Critique – Martin Eden – Jack London – Gallimard

Critique – Martin Eden – Jack London – Gallimard


Ce chef-d’oeuvre que certains considèrent comme autobiographique (ce que dément Philippe Jaworski dans sa préface même s’il admet que l’auteur et son personnage ont quelques points communs) a été édité en 1909 aux Etats-Unis.

Vivant de petits boulots, Martin Eden n’a qu’une ambition : devenir écrivain, « pour réaliser l’impossible ». « Mon désir d’écrire est ma vie même » pense-t-il.
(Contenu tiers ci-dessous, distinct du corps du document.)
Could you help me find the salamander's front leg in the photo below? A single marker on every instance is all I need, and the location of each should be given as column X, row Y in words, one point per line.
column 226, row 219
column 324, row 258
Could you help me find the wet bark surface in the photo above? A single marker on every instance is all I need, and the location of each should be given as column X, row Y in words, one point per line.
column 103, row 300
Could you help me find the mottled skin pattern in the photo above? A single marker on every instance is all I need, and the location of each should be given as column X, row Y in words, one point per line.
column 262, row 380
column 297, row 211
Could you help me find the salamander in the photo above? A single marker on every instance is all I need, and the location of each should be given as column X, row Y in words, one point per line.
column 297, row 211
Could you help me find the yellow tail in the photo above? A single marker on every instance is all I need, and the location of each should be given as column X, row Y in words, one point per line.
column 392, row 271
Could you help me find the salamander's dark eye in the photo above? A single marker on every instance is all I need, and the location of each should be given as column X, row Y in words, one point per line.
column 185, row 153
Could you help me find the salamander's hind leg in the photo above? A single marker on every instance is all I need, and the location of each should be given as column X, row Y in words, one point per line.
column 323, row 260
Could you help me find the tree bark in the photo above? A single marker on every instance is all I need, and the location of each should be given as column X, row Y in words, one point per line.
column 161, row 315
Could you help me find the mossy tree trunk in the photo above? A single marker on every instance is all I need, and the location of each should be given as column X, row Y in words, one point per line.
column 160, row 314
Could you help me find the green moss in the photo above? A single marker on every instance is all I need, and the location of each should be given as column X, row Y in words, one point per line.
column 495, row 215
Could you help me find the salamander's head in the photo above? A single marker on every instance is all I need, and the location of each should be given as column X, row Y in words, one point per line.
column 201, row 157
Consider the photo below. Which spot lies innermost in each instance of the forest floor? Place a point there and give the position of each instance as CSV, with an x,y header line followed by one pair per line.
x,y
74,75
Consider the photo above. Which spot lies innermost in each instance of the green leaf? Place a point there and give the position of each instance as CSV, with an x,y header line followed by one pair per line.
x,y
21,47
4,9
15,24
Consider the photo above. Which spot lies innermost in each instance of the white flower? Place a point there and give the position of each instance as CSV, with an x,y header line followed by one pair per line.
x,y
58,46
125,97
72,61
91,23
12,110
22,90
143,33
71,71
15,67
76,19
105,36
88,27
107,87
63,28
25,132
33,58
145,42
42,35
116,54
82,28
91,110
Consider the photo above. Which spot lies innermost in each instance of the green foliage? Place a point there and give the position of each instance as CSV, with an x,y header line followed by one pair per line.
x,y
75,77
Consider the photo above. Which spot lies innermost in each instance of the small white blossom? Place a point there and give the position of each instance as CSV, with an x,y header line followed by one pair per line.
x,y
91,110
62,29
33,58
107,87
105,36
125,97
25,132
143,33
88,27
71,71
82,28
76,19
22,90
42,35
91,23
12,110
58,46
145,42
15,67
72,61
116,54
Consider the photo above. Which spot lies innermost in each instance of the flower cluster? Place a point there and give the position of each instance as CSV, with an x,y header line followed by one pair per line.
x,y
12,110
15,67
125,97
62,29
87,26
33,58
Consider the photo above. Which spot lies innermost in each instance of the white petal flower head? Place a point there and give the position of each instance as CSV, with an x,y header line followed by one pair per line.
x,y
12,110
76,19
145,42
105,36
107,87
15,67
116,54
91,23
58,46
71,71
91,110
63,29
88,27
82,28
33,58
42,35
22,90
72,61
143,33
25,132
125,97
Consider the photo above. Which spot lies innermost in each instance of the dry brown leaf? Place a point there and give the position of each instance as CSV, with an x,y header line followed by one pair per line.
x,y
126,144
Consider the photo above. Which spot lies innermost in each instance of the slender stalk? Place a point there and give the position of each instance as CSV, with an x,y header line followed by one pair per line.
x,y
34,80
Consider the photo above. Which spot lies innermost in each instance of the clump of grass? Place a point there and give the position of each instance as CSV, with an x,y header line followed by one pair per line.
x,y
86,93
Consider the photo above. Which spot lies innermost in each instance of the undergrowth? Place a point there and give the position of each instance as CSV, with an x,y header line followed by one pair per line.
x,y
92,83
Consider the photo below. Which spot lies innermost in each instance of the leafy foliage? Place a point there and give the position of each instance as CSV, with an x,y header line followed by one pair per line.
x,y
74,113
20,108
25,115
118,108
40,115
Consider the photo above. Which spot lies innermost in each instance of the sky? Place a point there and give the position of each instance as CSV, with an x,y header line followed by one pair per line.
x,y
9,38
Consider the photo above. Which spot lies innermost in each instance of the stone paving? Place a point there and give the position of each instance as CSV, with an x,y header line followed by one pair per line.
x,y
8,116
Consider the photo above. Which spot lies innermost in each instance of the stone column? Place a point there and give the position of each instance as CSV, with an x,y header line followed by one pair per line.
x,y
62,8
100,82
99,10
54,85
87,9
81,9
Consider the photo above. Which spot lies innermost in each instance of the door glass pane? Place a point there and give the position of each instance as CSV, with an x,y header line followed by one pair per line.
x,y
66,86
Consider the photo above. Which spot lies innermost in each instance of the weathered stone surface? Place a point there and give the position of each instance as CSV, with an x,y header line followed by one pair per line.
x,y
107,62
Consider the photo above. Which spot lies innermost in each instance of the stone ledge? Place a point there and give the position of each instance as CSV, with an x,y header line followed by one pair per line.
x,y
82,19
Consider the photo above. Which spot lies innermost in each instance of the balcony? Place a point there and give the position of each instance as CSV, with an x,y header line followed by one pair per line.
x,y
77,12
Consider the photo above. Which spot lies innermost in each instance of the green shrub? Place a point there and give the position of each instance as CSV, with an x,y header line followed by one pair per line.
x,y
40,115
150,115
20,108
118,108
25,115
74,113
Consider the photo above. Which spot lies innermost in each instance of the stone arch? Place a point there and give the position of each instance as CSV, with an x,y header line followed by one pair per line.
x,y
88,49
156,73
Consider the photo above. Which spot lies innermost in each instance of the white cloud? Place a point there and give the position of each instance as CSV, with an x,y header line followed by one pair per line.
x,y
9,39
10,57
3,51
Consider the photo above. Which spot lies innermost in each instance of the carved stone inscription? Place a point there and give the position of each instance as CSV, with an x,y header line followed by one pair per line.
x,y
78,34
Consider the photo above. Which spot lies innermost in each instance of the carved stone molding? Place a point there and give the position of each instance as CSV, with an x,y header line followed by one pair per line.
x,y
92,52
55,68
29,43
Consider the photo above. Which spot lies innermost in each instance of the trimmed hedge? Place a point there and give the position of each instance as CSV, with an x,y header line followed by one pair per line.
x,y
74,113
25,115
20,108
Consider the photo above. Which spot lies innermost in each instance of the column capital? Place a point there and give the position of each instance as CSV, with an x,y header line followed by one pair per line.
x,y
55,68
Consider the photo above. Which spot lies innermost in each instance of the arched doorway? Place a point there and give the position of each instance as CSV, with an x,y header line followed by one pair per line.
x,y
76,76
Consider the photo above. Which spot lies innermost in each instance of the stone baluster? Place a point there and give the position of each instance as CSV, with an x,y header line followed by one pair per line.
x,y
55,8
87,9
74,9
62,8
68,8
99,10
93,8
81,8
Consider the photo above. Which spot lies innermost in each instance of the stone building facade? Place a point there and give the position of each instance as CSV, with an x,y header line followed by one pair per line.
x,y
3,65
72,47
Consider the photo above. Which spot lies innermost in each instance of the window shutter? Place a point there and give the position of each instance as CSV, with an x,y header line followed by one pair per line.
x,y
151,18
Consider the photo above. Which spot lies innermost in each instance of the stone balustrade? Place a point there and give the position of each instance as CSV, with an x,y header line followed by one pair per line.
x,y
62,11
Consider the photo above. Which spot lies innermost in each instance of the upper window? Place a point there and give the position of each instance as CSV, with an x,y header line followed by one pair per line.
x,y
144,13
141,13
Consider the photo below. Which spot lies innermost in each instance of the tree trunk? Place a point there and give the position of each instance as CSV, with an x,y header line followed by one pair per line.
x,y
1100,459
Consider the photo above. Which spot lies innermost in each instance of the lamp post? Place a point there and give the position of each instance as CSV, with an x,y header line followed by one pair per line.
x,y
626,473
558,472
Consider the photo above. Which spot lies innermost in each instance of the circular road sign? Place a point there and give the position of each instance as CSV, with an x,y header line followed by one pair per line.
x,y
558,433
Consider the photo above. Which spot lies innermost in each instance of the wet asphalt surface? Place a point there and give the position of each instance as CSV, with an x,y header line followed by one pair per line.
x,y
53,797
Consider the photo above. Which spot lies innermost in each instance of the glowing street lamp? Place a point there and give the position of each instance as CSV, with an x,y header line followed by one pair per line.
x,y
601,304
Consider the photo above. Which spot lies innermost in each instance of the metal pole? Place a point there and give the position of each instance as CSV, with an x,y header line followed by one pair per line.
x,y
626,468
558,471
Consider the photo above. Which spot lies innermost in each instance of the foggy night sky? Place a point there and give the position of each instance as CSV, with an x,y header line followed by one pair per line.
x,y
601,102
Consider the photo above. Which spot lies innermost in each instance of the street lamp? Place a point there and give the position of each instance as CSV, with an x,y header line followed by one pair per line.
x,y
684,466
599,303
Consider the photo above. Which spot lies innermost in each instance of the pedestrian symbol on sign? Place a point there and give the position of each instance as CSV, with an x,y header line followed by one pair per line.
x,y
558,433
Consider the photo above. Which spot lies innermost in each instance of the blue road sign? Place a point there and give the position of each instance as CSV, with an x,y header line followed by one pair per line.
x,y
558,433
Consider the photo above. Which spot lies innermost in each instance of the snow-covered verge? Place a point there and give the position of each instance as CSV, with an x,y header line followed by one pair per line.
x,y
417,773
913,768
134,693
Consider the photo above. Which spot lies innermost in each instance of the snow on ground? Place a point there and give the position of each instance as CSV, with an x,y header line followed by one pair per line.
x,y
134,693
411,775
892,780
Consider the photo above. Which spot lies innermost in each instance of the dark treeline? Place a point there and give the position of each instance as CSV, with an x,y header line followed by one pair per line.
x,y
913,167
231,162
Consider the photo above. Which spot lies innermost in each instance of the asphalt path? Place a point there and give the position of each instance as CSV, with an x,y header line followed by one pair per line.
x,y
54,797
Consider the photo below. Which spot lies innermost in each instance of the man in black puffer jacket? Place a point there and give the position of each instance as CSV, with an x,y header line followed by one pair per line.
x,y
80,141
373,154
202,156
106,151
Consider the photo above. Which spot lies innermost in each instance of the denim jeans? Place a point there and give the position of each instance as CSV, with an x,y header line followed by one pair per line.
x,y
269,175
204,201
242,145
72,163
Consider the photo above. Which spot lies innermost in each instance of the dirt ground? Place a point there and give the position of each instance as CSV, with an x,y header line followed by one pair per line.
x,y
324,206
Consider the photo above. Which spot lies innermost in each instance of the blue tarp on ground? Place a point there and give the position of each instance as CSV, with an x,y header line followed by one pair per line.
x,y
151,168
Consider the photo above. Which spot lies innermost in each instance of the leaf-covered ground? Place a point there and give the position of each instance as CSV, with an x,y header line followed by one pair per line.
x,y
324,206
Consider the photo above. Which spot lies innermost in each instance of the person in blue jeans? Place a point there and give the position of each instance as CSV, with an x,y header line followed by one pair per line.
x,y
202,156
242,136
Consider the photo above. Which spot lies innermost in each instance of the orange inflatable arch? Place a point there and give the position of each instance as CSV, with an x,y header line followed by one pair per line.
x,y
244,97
Ruth, une petite bourgeoise qui a fait des études de littérature et dont les principes bien arrêtés, reflets de son milieu d’origine, n’aident pas Martin à réaliser son rêve, est son autre passion ou du moins le croit-il. Ce qu’il aime, c’est l’idée de l’amour et de magnifier, par l’écriture, une personne finalement bien ordinaire. « C’était une créature pâle, séraphique ; elle avait de grands yeux d’un bleu céleste et une opulente chevelure d’or » écrit Jack London en se glissant dans les pensées de son « héros ».

La donzelle a néanmoins une qualité, celle de pousser Martin à se cultiver. Même si l’instruction qu’elle promeut est celle de son milieu, provoquant entre les deux tourtereaux une incompréhension qui ne s’effacera jamais.

Malgré son énergie toute nietzschéenne et une grande confiance en lui, les journées passées à noircir le papier, oubliant même de se nourrir, de dormir, lui qui considère le sommeil comme une petite mort, le plumitif voit ses écrits refusés les uns après les autres.

C’est paradoxalement sa rencontre avec Brissenden, un poète génial, incompris et souffreteux, qui va lui ouvrir les yeux et le conduire à la réussite, un succès qui déclenche chez ceux qui le méprisaient une considération inexplicable pour lui. Il finit par rejeter cette popularité et l’argent qui va avec pour lequel il n’a que dédain. « Etrange paradoxe. Quand il avait faim, personne ne le nourrissait, et maintenant qu’il pouvait s’offrir cent mille repas et perdait peu à peu l’appétit, on l’invitait de toutes parts. Où était la justice là-dedans, où était son mérite ? Il n’était pas différent d’alors. Il avait déjà fait tout son travail à cette époque » écrit l’auteur de « Croc-Blanc ».

Intelligent, sensible, complexe, avec une fin poignante digne de Fitzerald, « Martin Eden » est pour l’essentiel le récit de la déchéance d’un homme seul et incompris. Il est aussi le portrait social d’une époque, celle des Etats-Unis du début du vingtième siècle, où le socialisme peut sembler une alternative à l’individualisme dont Martin serait l’incarnation ratée parce que l’argent et le pouvoir ne sont pas son moteur.

Ce qu’il voulait, c’était juste écrire…

EXTRAITS

  • C’était un homme sans passé, avec pour avenir l’imminence de la mort, et pour présent une véritable fureur de vivre.
  • Sans carte ni gouvernail, sans port à rallier, il se laissait aller à la dérive ; vivre moins, c’était moins souffrir.